(5.2)-Beşin adalet arayışı

732 83 6
                                    

Öyle anlar vardır ki unutup yoluna devam etmektense hatırlayıp bıraktığı yerde kalmayı yeğlersin.

*

^ Mehmet Erdem - Hep sonradan

*

"Adamımız Ferit ile irtibata geçti." Cenk ile buluşur buluşmaz bana bu cümleyi kurduğunda kimden bahsettiğini hemen anlamıştım. Boş gözlerim arkadaşımın yüzünde gezinirken Cenk elini cebine attı ve yan yana yürürken konuşmasını sürdürdü. "Bu sabah Ferit'in telefonuna kayıtlı olmayan bir numaradan çağrı geldi.
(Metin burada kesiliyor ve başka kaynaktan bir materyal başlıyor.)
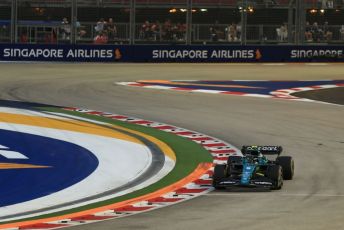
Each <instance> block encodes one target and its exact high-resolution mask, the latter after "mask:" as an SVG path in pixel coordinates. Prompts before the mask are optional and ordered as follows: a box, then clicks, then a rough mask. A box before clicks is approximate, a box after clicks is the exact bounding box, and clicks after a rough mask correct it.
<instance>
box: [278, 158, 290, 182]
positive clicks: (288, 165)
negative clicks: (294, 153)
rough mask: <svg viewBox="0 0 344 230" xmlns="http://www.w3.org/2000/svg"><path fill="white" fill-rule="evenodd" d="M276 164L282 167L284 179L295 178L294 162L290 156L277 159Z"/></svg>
mask: <svg viewBox="0 0 344 230" xmlns="http://www.w3.org/2000/svg"><path fill="white" fill-rule="evenodd" d="M276 163H277V164H279V165H280V166H282V169H283V179H284V180H292V179H293V176H294V160H293V158H292V157H290V156H281V157H277V159H276Z"/></svg>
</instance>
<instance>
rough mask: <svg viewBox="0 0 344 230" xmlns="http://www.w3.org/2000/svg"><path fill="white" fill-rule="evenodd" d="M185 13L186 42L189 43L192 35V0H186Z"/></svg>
mask: <svg viewBox="0 0 344 230" xmlns="http://www.w3.org/2000/svg"><path fill="white" fill-rule="evenodd" d="M186 8H187V13H186V44H187V45H191V40H192V39H191V35H192V0H187V5H186Z"/></svg>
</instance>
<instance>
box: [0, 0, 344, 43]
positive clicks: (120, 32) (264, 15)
mask: <svg viewBox="0 0 344 230" xmlns="http://www.w3.org/2000/svg"><path fill="white" fill-rule="evenodd" d="M63 18H65V19H66V20H67V21H66V22H64V23H63ZM110 18H112V19H113V21H114V23H113V24H111V23H108V21H109V19H110ZM101 19H104V21H103V22H101ZM295 22H296V23H295ZM342 24H344V8H343V1H342V0H333V1H332V0H304V1H301V0H256V1H253V0H239V1H237V0H45V1H43V0H31V1H28V0H2V1H1V2H0V43H8V42H12V43H32V44H40V43H54V44H55V43H58V44H66V43H67V44H69V43H78V44H90V43H97V44H233V45H245V44H257V45H259V44H332V43H333V44H342V43H344V26H343V25H342ZM97 27H99V28H101V29H99V28H97Z"/></svg>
Konuşmalarını dinlediğim için onun Kerem olduğuna adım kadar eminim." Beni yokladı. "Numaradan IP adresini tespit ettim. Şehrin girişinde, terk edilmiş eski bir gecekonduda saklanıyormuş."

"Gidelim öyleyse," dedim. "Sorulacak bir hesabımız var."
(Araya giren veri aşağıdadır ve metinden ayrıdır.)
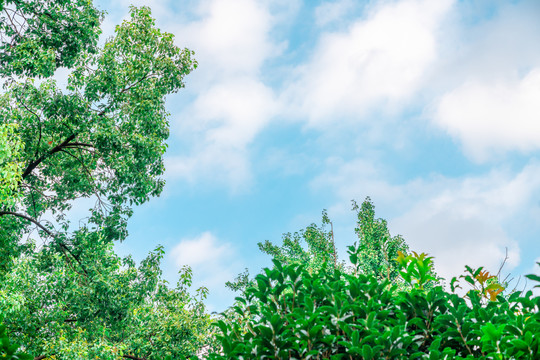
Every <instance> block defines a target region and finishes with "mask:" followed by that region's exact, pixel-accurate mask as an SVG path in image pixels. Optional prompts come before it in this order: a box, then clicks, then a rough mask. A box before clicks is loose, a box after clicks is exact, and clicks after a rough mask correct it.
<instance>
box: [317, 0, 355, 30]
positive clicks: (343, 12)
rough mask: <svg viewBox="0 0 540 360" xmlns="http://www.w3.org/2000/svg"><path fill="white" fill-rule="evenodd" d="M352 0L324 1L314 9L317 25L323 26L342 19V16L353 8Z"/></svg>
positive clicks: (353, 7)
"Bekle," dedi Cenk. "Bu öğlen yanına Ferit uğrayacak. Bırakalım onlar her şeyin yolunda gittiğini sansın. Ne de olsa akşam kaçacak deliği olmayacak."

Sabırsızca başımı salladım.

Cenk ile tüm gün dolanıp dururken kafam karmakarışıktı. Kalbim ikiye bölünmüştü. Bir kısmı o adamı görür görmez öldürmeyi arzulayan vahşi yanıma aitti. Diğeri avazı çıktığı kadar bağırıp nedenini sormak istiyordu. Cenk ikincisinin daha doğru olduğunu söylüyordu ve haklıydı da ama kalbe söz geçirmek o kadar kolay değildi. Nihayet hava karardığında Cenk ile eski depolardan birinin önüne geldik. Cenk benim kapıda beklememi söyleyerek içeri girdiğinde kışın soğuğu tenimi yalıyordu. Bu sırada telefonum çaldı. Cihazı cebimden çıkarıp ekrana baktığımda gördüğüm yabancı numarayla kaşlarım havalandı. Aramayı yanıtladım. "Kimsin?" Açar açmaz bu kadar kaba bir soru sormam değiştiğimi bir kez daha vurdu yüzüme. Eski İdil, elinden geldiğince nezaket kurallarını uygulamaya çalışırdı ama artık bu kimin umrundaydı ki?

"Ben Poyraz." Duyduğum isimle göz devirdim.

"Ne istiyorsun?"

"Konuşmak," dedi Poyraz. "Müsait misin?"

Etrafa baktım. "Değilim ama illa konuşmak istiyorsan gece saat iki gibi mezarlığa gelebilirsin." Hiçbir şey söylemesine müsaade etmeden telefonu kapattım. Cenk de yanıma geldiğinde kaşlarımı kaldırarak ona baktım. Kazağını yukarı sıyırıp belindeki iki silahı gösterdi. Birini çıkarıp elime tutuşturdu.

"Lazım olabilir."

Kafamı salladım. Cenk bana silah kullanmayı öğretmişti. Mükemmel bir kullanıcı olmasam da en azından yakın mesafedeki birini indirebilirdim artık ki benim amacım da uzak çatışmalara girmek değil zamanı geldiğinde birilerinin kafasına sıkmaktı.

Cenk ile yürüyerek dediği yere geldiğimizde bir saatimiz geçmişti. Ellerimin bu soğuğa rağmen terlediğini hissediyordum. Terk edilmiş barakaya bakarken Cenk başımı sallayarak kısık sesle konuştu. "Önce ben gireyim." Reddetmedim. Kimin gireceği önemli değildi. Cenk sessiz adımlarla kapıya yaklaştığında sabırsızlığım iyice artmıştı. Kapının eskimişliği onu kırmakta zorlanmayacağını gösteriyordu. Tam tahmin ettiğim gibi Cenk'in ilk omuz darbesinde kapı ardına kadar açıldığında silahımı iki elimde sımsıkı kavradım. Cenk'in arkasından içeri girerken içeride bağıran bir sesi işitebiliyordum. "Ağabey, yapma!"

Bu sesi o telefon kaydından anımsamıştım. Durdum. Cenk önünde o herifle dışarı çıktığında adamı bir çöp gibi attı. Kerem dizlerinin üstüne, ayaklarımın dibine düştüğünde ruhsuz bakışlarımı yere indirdim. Ağlamaya başlamıştı adam. Durmadan yalvarıyordu. Bekledim. Sakinleşmesini bekledim.